None of the Dealer Managers, the Tender Agent and any of their respective directors, officers, employees, agents or affiliates assumes any responsibility for the accuracy or completeness of the information concerning the Company, the Notes or the Offers contained in this announcement or in the Tender Offer Memorandum. None of the Company, the Dealer Managers, the Tender Agent, or any director, officer, employee, agent or affiliate of any such person, is acting for any Noteholder, or will be responsible to any Noteholder for providing any protections which would be afforded to its clients or for providing advice in relation to the Offers, and accordingly none of the Company, the Dealer Managers, the Tender Agent, or any director, officer, employee, agent or affiliate of any such person, makes any recommendation as to whether Noteholders should tender Notes in the Offers. None of the Dealer Managers, the Tender Agent nor any of their respective directors, officers, employees, agents or affiliates assumes any responsibility for any failure by the Company to disclose information with regard to the Company or the Notes which is material in the context of the Offers and which is not otherwise publicly available.
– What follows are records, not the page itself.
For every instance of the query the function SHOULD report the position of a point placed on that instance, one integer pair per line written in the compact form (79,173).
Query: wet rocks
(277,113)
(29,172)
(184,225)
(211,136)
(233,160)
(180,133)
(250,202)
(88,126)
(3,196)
Offer and distribution restrictions

Neither this announcement, the Tender Offer Memorandum nor the electronic transmission thereof constitutes an offer to buy or the solicitation of an offer to sell Notes (and tenders of Notes in the Offers will not be accepted from Noteholders) in any circumstances in which such offer or solicitation is unlawful. In those jurisdictions where the securities, blue sky or other laws require the Offers to be made by a licensed broker or dealer and any of the Dealer Managers or any of their respective affiliates is such a licensed broker or dealer in any such jurisdiction, the Offers shall be deemed to be made by such Dealer Manager or such affiliate, as the case may be, on behalf of the Company in such jurisdiction.

The distribution of this announcement and the Tender Offer Memorandum in certain jurisdictions is restricted by law. Persons into whose possession this announcement or the Offers come are required by the Company, the Dealer Managers and the Tender Agent to inform themselves about, and to observe, any such restrictions.

 

 

 

This announcement has been issued through the Companies Announcement Service of Euronext Dublin.

 


This information is provided by RNS, the news service of the London Stock Exchange. RNS is approved by the Financial Conduct Authority to act as a Primary Information Provider in the United Kingdom. Terms and conditions relating to the use and distribution of this information may apply. For further information, please contact rns@lseg.com or visit www.rns.com.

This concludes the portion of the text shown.